Ghostscript makes a 'best effort' attempt with these fonts. Taking VIArial as an example. We decode the font's CMAP tables, and choose to use the Unicode CMAP (its the best one of the three for us). Because PostScript only allows 256 glyphs in an Encoding, we can't use any positions in the CMAP that are beyond 0xFF, but its a good start.

In the attached file (tables.txt) is a breakdown of part of the font, this shows that, according to the Unicode CMAP subtable, position 0x98 is not encoded, and so we place a /.notdef in this position.
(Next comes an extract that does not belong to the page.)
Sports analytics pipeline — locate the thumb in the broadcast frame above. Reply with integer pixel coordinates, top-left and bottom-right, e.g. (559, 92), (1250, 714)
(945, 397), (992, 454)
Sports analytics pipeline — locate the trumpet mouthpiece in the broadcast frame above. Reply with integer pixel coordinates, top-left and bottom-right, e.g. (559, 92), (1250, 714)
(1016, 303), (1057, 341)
Hence when character code \230 (0x98) is used, we render a /.notdef glyph. 

This all appears to be correct and as expected.
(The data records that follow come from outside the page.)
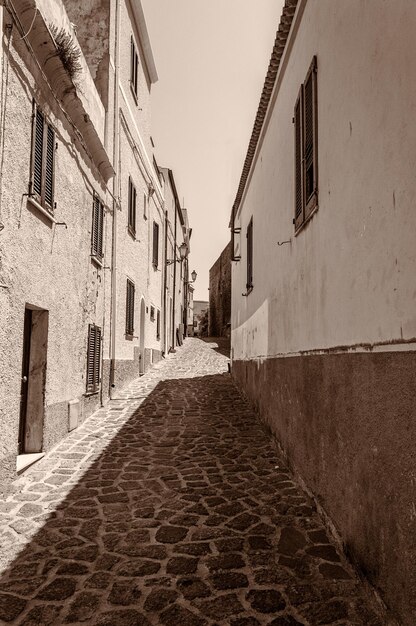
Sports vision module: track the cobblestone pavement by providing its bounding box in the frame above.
[0,339,389,626]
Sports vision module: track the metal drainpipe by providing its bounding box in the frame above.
[109,0,121,397]
[163,209,168,354]
[172,201,178,352]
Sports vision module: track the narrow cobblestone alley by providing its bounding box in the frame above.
[0,338,389,626]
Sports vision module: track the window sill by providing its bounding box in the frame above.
[241,285,254,297]
[91,254,103,269]
[16,452,45,474]
[27,196,56,224]
[295,204,319,237]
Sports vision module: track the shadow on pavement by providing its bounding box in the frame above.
[200,337,231,358]
[0,374,384,626]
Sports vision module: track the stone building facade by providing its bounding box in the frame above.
[208,241,231,337]
[232,0,416,626]
[0,0,192,488]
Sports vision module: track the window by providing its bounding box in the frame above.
[130,35,139,102]
[128,176,137,237]
[246,218,253,294]
[152,222,159,269]
[91,194,104,261]
[87,324,101,393]
[294,57,318,230]
[29,105,55,213]
[156,309,160,339]
[126,279,135,337]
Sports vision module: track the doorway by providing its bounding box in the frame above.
[18,307,49,455]
[139,298,146,374]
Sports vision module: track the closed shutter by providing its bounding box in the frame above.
[91,195,104,259]
[153,222,159,268]
[32,109,44,201]
[87,324,101,393]
[126,279,135,336]
[303,57,317,219]
[45,125,55,209]
[294,89,304,228]
[294,57,318,229]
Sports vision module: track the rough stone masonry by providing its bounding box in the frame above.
[0,338,392,626]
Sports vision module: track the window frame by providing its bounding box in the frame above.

Moving on to the Acrobat output. Acrobat seems to be trying to encode more of the glyphs. I have no idea what criteria it is using for this, as it seems to have altered the glyph names when creating the embedded fonts. In addition, when compared to the encoding given in the Wikipedia article in comment #4 I can see that there are a number of glyphs not encoded, or not encoded in the correct position, in the Acrobat output.

Checking the Acrobat output against the Wikipedia article we see that positions 2, 5 and 6 should have glyphs. The Ghostscript output does (though position 2 makes no marks), the Distiller output does not. Position 0x80 is not encoded in the Distiller output but is correctly encoded in the GS output. And so on.

In short *neither* output matches that given in the Wikipedia article and therefore the Ghostscript output is not only not incorrect, its not even sub-optimal compared to Acrobat.

This is not a bug, if you want to use these fonts in PostScript you must correctly encode them for your intended encoding scheme before you attempt to use them.